Ahmet Kekeç hem Dündar'a hem Özkök'e çaktı: Niçin inanalım size?

Star yazarı Ahmet Kekeç, bugün köşesinde herm Ertuğrul Özkök'e hem de Can Dündar'a çaktı.

Star yazarı Ahmet Kekeç, bugün köşesinde herm Ertuğrul Özkök'e hem de Can Dündar'a çaktı. Kekeç, "Dikkat ettiyseniz, artık “AK Parti” diye yazıyorlar... Doğan Medya Grubu’nun gazeteleri ve bu gazetelerde yer tutan memurin takımı “AKP” dememeye özen gösteriyor. Demek ki “yeni duruma” adapte olma çalışmalarına, kesin bir ideolojik ayrılığa (!) işaret ettiği düşünülen “AKP” söylemini terk etmekle başladılar." dedi ve şöyle devam etti:

"Şu ahvallerine de bir çeki düzen verseler...
İmalı, göndermeli, telmihli haber dilinden vazgeçseler... Paralel cenahla ve terör örgütleriyle “anlayış” temelinde kurdukları ilişkiyi gözden geçirseler... Halkın değer tercihlerine saygı göstermeyi öğrenseler... Erdoğan nefretiyle kafayı yemiş “kazurat takımına” sütun ve alan açmayı bıraksalar... Düşledikleri “yeni başlangıca” uygun siyasal bir pozisyonu temellük etseler...
Kısacası, “insan” olsalar...
Daha şahane olacak.

ÖZKÖK SÜNGER DİYORDU
Ertuğrul Özkök, seçim sonuçlarının kesinleştiği saatlerde, bir televizyon kanalında, “Eskiye sünger çekmek, yeni bir başlangıca imza atmak, 17-25 söylemini unutmak...” gibilerden laflar ediyordu.
Hadi yeni bir başlangıca imza atın da...
Sağa sola “müptezel, şerefsiz, alçak” diye çemkiren tetikçilerinizle mi yapacaksınız bunu?
Neredeyse soluk alış verişi bile “manipülasyon” kokan iliştirilmiş ve eklemlenmiş gazetecilerle mi yapacaksınız?
Her ağzını açışta, “diktatör, katil” diye ünleyen yeteneksiz hemşirelerle mi yapacaksınız?
Eski mahallesine küfrederek “kariyer” elde eden kifayetsizlere televizyon kanallarınızda “kontenjan” açarak mı yapacaksınız?
Mehmet Yakup Yılmaz gibilerle mi yapacaksınız?

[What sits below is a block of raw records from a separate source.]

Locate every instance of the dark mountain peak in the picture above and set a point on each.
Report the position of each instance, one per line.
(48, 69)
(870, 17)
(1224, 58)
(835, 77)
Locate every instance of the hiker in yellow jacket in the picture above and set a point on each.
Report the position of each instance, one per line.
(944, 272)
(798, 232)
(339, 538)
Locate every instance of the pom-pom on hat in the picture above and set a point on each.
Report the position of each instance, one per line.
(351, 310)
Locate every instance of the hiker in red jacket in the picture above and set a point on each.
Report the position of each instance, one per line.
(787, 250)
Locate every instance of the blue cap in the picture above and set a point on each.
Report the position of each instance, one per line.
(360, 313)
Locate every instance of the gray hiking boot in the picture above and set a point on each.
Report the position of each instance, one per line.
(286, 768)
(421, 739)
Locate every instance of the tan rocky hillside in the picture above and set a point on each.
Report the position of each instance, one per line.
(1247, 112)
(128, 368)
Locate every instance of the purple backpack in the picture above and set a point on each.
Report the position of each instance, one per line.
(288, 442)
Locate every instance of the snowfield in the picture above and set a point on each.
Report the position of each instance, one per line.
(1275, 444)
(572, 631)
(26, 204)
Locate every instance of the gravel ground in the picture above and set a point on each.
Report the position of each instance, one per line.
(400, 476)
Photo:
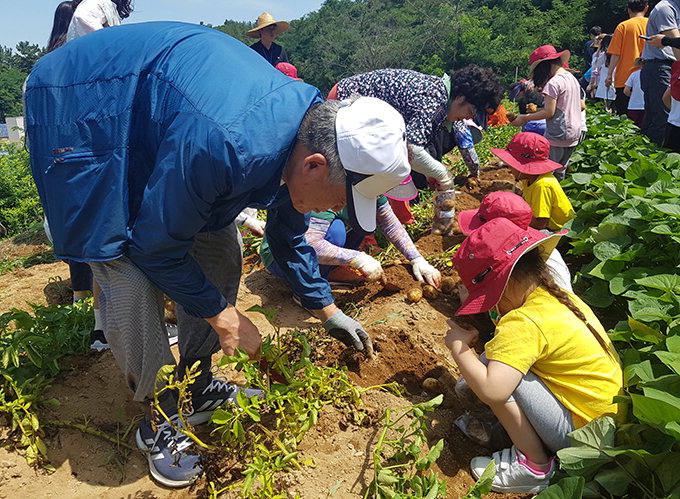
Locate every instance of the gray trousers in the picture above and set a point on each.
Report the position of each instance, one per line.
(655, 77)
(133, 312)
(551, 420)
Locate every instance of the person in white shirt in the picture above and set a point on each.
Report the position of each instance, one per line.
(632, 88)
(671, 99)
(92, 15)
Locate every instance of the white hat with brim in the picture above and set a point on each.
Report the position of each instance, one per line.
(266, 19)
(371, 141)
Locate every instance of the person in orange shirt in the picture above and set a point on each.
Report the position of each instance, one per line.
(625, 47)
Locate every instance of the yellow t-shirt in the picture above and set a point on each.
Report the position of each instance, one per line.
(627, 44)
(546, 337)
(548, 200)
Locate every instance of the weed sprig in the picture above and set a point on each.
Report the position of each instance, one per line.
(399, 461)
(32, 347)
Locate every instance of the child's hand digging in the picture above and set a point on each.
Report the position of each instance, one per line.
(458, 338)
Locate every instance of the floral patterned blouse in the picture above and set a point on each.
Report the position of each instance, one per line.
(421, 99)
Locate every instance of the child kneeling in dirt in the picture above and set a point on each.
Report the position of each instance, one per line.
(502, 204)
(527, 157)
(550, 367)
(336, 246)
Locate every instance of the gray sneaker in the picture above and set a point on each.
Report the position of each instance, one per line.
(173, 333)
(217, 393)
(171, 461)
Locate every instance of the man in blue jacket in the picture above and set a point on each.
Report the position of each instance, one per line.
(146, 141)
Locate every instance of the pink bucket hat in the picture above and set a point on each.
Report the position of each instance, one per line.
(546, 53)
(486, 259)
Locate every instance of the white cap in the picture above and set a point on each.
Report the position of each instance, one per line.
(371, 140)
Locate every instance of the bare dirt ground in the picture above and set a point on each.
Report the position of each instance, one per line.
(408, 339)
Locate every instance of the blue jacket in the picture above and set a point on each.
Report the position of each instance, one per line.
(143, 135)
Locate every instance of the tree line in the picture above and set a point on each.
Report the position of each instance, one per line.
(346, 37)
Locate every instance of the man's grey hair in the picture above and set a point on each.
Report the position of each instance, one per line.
(317, 133)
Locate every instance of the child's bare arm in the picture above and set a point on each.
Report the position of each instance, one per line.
(493, 383)
(548, 111)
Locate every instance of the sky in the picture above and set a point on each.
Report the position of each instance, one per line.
(32, 19)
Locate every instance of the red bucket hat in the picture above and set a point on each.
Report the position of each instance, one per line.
(546, 53)
(528, 152)
(499, 204)
(487, 258)
(288, 69)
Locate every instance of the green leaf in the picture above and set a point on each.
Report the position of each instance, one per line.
(645, 333)
(659, 409)
(668, 209)
(613, 480)
(673, 343)
(670, 359)
(567, 488)
(582, 178)
(605, 250)
(269, 313)
(598, 295)
(666, 282)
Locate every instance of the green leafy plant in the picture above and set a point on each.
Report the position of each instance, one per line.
(401, 457)
(260, 435)
(19, 202)
(32, 349)
(626, 238)
(483, 485)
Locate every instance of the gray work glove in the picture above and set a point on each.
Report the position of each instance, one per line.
(350, 332)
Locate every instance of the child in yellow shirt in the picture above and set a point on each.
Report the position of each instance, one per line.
(527, 156)
(550, 367)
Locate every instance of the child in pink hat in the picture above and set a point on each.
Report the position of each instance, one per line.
(550, 367)
(562, 103)
(527, 155)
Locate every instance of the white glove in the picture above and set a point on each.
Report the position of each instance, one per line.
(445, 183)
(423, 271)
(369, 267)
(255, 225)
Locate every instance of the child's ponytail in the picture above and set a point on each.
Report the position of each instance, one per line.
(532, 266)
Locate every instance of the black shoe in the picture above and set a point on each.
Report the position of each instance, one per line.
(98, 341)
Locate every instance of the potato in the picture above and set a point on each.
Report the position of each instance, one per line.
(430, 292)
(414, 295)
(448, 285)
(432, 385)
(448, 205)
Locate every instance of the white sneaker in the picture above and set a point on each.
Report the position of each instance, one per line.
(512, 472)
(173, 333)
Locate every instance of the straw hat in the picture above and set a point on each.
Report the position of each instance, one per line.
(266, 19)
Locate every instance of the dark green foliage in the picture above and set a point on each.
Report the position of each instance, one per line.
(625, 192)
(19, 203)
(32, 351)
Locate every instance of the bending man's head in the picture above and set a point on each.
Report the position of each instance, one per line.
(473, 88)
(347, 152)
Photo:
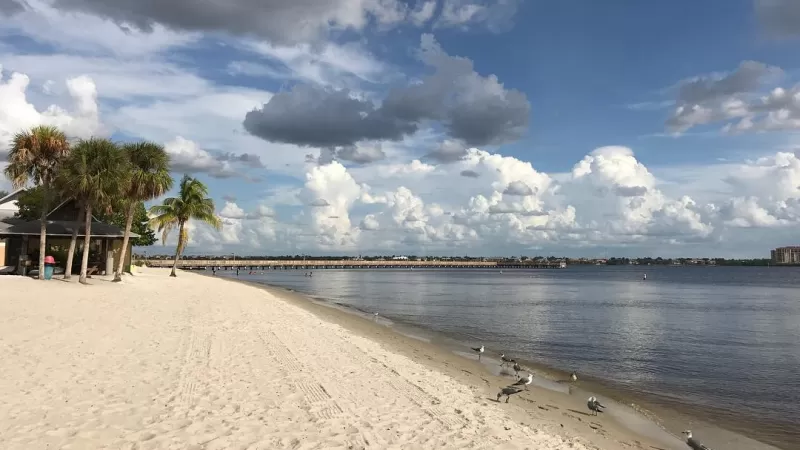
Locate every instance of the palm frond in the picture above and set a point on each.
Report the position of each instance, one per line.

BİR İMAR İZNİ İÇİN OLMADIK REZİLLİKLER
Hadi yeni bir başlangıca imza atın da... Gezi’den başlayarak desteklemedik “çapul hareketi”, desteklemedik “darbe girişimi”, desteklemedik “terör faaliyeti” bırakmadınız... Bir “imar izni” için olmadık rezillikleri sergilediniz... Bir “kırık cam” için dünyayı başımıza yığdınız... Teröriste “terörist” dememek için bin dereden su getirdiniz... Hususi yayınlarınızla manipülasyonun ve algı operasyonunun dibini buldunuz...
İsrailciyle İsrailci, paralelciyle paralelci, İngilizciyle İngilizci, PKK’lıyla PKK’lı, Koray Çalışkan’la Koray Çalışkan oldunuz... Merkel’i üzmemek için şapkadan tavşan bile çıkardınız.
Nasıl inandıracaksınız samimiyetinize?
Dahası, niçin inanalım?

HANİ AK PARTİ'NİN YÜKSELİŞİNİ BOMBALAR DURDURMUŞTU?
Hakka ve halka saygısı olmayan Cumhuriyet gazetesinin paralel güdümlü “yalancı” genel yayın yönetmeni Can Dündar, AK Parti’nin seçim başarısını Ankara’da patlayan bombalara bağlamış.
Şöyle buyuruyor: “Davutoğlu’nun bombalar sonrası AK Parti’nin oylarının arttığını söylemesi ilk işaretti... PKK’nın da gönüllü dahil olduğu bir çatışma süreci ve birbiri peşi sıra patlayan bombalar, AK Parti’nin seçim zaferinin barutunu oluşturdu...” (Bu alıntıdaki “birbiri peşi sıra” ifadesi Can Dündar marifetidir. AK Parti’nin seçim zaferi sadece morallerini değil, Türkçelerini de bozmuş adamların.)
Hani AK Parti’nin yükselişini bombalar durdurmuştu?
Bir hafta öncesine kadar böyle başlıklar atıyordunuz.
Böyle düşünen insanları manşete taşıyordunuz.
Bir önceki seçimde AK Parti’ye zarar veren ve yükselişini durduran bombalar, nasıl oluyor da 1 Kasım’da AK Parti’nin zaferine barut oluşturuyor?
Bu nasıl oluyor?
Kaldı ki, çatışma sürecine gönüllü dahil olan ve kavlinizce bir çuval inciri berbat eden PKK’ya bu cesareti siz vermiştiniz... Mütemadiyen insan öldüren bu örgütü “yerlere sigara izmariti dahi atmayan çiçek çocuklar” olarak başımıza siz musallat etmiştiniz.
Ne oldu da, “eserinizden” şekvacı hale geldiniz?